Personal information
- Full name: Adelaïde Henriette den Haan
- Born: 14 May 1941 Eindhoven, German-occupied Netherlands
- Died: 17 March 2023 (aged 81) Uden, Netherlands
- Height: 1.80 m (5 ft 11 in)
- Weight: 80 kg (176 lb)

Sport
- Sport: Swimming
- Club: PSV, Eindhoven

Medal record
Representing the Netherlands
European Championships
| Gold medal – first place | 1958 Budapest | 200 m breaststroke |
| Gold medal – first place | 1958 Budapest | 4×100 m medley |

= Ada den Haan =

Dutch swimmer (1941–2023)

Adelaïde Henriette "Ada" den Haan (14 May 1941 – 17 March 2023) was a Dutch breaststroke swimmer.
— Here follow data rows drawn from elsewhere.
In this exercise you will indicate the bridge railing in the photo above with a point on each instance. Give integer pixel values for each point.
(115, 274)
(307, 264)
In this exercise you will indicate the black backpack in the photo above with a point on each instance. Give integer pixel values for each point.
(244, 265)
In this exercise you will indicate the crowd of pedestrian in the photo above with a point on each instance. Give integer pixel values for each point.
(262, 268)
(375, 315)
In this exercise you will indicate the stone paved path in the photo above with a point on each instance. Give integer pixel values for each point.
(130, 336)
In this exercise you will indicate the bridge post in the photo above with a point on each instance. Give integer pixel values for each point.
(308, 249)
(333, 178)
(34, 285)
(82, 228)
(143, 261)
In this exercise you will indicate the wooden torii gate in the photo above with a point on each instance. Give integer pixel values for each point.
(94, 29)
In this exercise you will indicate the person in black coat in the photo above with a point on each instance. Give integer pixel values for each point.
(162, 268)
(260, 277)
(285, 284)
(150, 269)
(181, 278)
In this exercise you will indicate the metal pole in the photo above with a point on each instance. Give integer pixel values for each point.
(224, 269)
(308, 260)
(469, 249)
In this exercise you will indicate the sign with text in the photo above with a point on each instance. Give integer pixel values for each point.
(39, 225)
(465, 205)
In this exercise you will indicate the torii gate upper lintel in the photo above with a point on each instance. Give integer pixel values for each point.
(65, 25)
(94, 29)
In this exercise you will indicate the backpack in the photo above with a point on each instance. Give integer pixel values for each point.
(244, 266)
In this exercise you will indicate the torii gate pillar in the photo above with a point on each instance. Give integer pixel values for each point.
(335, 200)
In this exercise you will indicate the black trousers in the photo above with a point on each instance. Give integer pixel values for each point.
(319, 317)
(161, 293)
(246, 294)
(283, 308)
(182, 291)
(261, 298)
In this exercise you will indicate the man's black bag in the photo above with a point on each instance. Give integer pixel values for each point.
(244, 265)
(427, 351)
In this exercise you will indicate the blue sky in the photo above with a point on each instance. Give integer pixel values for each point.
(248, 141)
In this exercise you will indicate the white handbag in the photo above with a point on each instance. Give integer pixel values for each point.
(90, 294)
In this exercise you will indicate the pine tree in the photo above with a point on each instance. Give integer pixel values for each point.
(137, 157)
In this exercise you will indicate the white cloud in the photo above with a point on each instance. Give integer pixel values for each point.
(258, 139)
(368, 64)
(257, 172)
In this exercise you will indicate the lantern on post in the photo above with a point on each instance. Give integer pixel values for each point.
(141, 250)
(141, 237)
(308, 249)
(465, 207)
She dominated the 200m breaststroke event in the 1950s, setting four world records in 1956–1957, one under the old rules and three under the new rules that disallowed long underwater swimming. However, she could not participate in the 1956 Summer Olympics that were boycotted by the Netherlands in protest of the suppression of the Hungarian Revolution by the Soviet Union. She won two European gold medals in 1958, but by 1959 her world record was broken and her dominance faded away. At the 1960 Summer Olympics she was part of the Dutch medley team that broke the Olympic record in the preliminaries; however, they finished fourth in the final. She was also fourth in the individual 200 m breastroke event. She married Martien Swinkels, the coach of the Dutch swimming star Marcel Wouda.

Den Haan died on 17 March 2023, at the age of 81.